Das Internet ist schon eine tolle Sache. Informationen sind in Sekunden schnelle überall abrufbar. Du brauchst keine Zeitung mehr, keinen Fernseher oder Radio. Du gehst einfach mit dem neusten Handy „On“, und kannst so bequem von der Bahn aus die neuesten Infos abrufen. Echt praktisch.

Du verwaltest Deine Freunde in Freundes listen, wie Pokale in einer Vitrine. Schau mal, wie viele Freunde Du hast! Mehr als jeder andere. Du kannst jederzeit mit ihnen plaudern, Neuigkeiten sofort austauschen. Einer ist immer online.

Und wenn nicht? Egal, dann findet sich jemand neues. Wozu Freundschaften pflegen? Man findet doch sofort neue Online. Echt praktisch. Und wenn Du keinen Bock mehr auf jemanden, dann sortierst Du ihn einfach aus. Ein Mausklick, und er / sie ist Geschichte.

Bock auf nacktes Fleisch? Warum sich noch die Mühe machen, und um eine Frau zu werben. Ein paar Mausklicks und „Zack“, hast Du jede Menge nackte Frauen. Und viele sind davon auch willig. Hoffst Du jedenfalls. Du brauchst Dich nicht mal anstrengen. Glaubst Du jedenfalls. Einfach eine kurze Nachricht, und das Date steht. Es ist noch nicht einmal Niveau notwendig, man muss nur Aufdringlich genug sein. Frechheit siegt. Irgendeine wird schon darauf anspringen. Also verbringst Du viele Stunden vor Deinem PC, auf der Suche nach dem schnellen Fick, angestachelt von den vielen Nackten Frauen.


Aber was ist das? Spürst Du es? Nein? Dann horch mal ganz tief in Dich hinein. Spürst Du es jetzt? Wann hast Du das letzte mal jemanden von Deinen „Freunden“ getroffen? Schon eine Weile her, oder?

Und worüber habt ihr gesprochen? Hab ihr euch über eure neusten Erlebnisse ausgetauscht? Dein letztes Missgeschick? Oder welche Frau Dein Interesse geweckt hat?
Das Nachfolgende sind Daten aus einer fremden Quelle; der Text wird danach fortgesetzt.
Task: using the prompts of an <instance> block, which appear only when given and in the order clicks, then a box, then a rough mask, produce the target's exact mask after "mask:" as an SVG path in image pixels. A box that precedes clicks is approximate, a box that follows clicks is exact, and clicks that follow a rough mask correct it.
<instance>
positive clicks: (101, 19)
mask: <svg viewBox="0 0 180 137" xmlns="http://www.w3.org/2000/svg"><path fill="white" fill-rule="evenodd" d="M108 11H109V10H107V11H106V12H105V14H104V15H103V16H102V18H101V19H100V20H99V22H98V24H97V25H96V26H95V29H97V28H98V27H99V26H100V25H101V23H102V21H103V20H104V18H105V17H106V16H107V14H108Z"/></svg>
Ach ne, ich vergaß ja. Du suchst Dir Deine Nackedeis im Internet aus. Und wenn eine nicht will, egal. Dann schreibst Du die nächste an. Und wieder. Und wieder. Und immer wieder. Irgendeine wird auf Deine Plumpe Anmache schon hereinfallen. Aber redet ihr über so etwas?

Was ist mit der neuesten Fernsehsendung? Ach, ich vergaß. Darüber habt ihr schon vor einer Stunde miteinander gechattet.

Den neusten Mist, den die Regierung verzapft hat? Auch schon gechattet. Den neusten Witz? Schon per SMS an den kompletten Verteiler geschickt. Also sitzt ihr jetzt den ganzen Abend zusammen, und wechselt kein Wort miteinander. Weil ihr nichts mehr miteinander zu besprechen habt. Es ist bereits alles gesagt.

Stattdessen hockt ihr Still vor der Flimmerkiste und lasst euch berieseln. Stille. Vielleicht lacht ihr mal gemeinsam über das erbärmliche Leben anderer Leute, die sich in Reality Shows prostituieren. So holt Ihr euch euer Selbstwertgefühl zurück, in dem ihr euch daran erfreut, dass andere ein beschisseneres Leben hat als Ihr selbst hat. Wie Erbärmlich.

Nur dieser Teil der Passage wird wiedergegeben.